I have a buzz in my pream. Not a hum (I can cut it off when
I use the 80hz subwoofer crossover). I tried everything known to man to fight it externally (grounds loops, line conditioners, all kind of connections, nightlights, etc.). I strongly believe now that it is an internal problem. I wonder if anyone had experience with any kind of gear with the repare of such ``buzz'' problem. Is it possible to repare and/or worth it? What can cause it internally? Thanks in advance.
alek001
I had a buzz that a technician fixed by re-soldering some connections that had hairline cracks.
On the off-handed chance this may help....a few years ago I found the source of a buzz in my system thru luck. The system was completely ground-floated except for the tube preamp and, at higher volumes with no source signal, it was very clear - annoying bzzzz. After trying quite a few things, I grabbed the metal rack to support myself and moved to the back of the preamp to take another look and touched the case. No, no shock! Just no buzz. It completely disappeared! I wound up taking a lead from the pre's grounding post to a connection on the rack and have been happy ever since....well, except for that tweaking stuff!

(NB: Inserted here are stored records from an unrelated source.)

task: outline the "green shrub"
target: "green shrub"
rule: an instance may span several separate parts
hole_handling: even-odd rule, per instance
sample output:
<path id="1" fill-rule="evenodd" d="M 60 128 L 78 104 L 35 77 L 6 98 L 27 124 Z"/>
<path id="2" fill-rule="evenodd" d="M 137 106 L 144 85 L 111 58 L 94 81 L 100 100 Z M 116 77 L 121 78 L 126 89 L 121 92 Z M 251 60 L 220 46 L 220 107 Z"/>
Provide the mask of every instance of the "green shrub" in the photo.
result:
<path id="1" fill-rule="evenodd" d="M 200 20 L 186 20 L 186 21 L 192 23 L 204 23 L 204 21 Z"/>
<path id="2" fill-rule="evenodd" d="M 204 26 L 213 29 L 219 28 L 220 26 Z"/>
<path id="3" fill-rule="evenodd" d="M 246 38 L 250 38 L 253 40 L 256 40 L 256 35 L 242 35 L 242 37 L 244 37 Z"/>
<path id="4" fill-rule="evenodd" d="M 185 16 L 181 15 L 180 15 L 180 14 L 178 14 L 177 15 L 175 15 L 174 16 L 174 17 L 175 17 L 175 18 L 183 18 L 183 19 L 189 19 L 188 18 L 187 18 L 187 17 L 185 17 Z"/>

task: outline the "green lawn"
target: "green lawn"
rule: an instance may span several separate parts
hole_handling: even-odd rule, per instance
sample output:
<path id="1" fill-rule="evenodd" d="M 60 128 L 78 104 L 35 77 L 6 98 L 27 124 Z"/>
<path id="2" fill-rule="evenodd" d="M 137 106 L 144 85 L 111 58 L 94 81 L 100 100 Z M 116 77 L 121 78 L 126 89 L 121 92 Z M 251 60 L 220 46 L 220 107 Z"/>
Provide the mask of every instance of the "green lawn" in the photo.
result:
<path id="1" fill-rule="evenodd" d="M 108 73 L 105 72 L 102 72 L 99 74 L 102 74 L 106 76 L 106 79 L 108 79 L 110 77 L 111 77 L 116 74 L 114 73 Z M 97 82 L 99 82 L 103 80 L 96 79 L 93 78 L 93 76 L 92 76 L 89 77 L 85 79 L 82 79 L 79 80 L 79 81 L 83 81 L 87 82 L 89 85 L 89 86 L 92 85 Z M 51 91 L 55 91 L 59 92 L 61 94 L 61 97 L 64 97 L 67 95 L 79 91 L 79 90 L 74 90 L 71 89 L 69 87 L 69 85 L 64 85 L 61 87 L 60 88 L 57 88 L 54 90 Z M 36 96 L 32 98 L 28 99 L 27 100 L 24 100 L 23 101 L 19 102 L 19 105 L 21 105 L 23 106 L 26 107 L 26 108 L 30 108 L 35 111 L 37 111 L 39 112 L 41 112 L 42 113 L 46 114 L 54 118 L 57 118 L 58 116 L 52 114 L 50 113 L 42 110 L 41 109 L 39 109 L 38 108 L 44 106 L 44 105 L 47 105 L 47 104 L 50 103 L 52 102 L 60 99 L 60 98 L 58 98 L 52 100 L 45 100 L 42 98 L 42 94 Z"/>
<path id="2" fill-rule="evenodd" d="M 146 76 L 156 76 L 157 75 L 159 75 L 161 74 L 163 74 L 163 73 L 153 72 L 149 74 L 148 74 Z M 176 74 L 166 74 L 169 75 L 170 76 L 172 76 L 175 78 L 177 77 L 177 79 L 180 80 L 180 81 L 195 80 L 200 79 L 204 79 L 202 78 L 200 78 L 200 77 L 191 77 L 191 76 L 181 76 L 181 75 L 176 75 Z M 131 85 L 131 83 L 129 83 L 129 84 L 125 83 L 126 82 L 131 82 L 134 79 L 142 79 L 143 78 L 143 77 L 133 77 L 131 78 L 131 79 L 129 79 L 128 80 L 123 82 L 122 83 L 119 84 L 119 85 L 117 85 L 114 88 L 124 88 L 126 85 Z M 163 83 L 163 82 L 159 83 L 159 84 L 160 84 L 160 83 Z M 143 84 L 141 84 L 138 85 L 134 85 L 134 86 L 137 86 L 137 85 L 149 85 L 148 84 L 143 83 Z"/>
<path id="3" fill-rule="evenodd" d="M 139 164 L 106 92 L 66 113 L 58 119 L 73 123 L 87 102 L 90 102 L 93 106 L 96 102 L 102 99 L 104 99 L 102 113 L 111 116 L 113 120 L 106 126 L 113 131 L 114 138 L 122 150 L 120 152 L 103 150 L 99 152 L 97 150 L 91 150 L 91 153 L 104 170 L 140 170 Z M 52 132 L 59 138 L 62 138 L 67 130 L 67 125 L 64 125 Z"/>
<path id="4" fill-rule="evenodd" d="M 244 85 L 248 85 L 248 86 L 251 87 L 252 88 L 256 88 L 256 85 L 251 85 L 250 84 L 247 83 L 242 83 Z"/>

Good Luck!
This was the very problem that I had for 8 months. I tried everything. I finally found the problem when I replaced a pair of RCA intercon that had one bad connector.
I manage to reduce my ``buzz'' plugging these cheap 5-cents IC's into the unused RCA input sockets. (I cut the connectors off and isolated their wires first.) I found this ``recipe'' in the forum discussing those Cardas caps (well, they seem do not help but look just great). This method does not kill the buzz but made it somehow much less annoying and not that loud. How long I can live with this remains to be seen though. Thanks again for all your help.
I am going to assume the crossover frequency was higher before? I am going to take a guess that you have a bad filter cap in the power supply. I base my conclusion on the following: your woofer has a better low frequency response then your higher frequency drivers so when you switched your crossover to 80 Hz the signal was attenuated. I also assume you have a full wave rectifier where the ripple is at 120Hz and would sound more like a buzz then 60 Hz hum. If you have a good old VOM (non digital volt-ohm meter) you can do some rough checks. You can disconnect one end of the filter capacitors (after they have had enough time to discharge) and on the R x 1 scale [lace the leads across the capacitor the needle should move to the right very quickly toward 0 ohms and slowly move to the left toward infinity. If one of the capacitors does not do this this it is probably bad. What you are doing is simulating putting DC power across the capacitor. Whena capacitor is fully discharged it should look like a short hence the meter move toward 0 ohms. As the capacitor charges it looks more and more like an open circuit hence the meter moving toward infinity. I hope this helps as I have made some assumptions.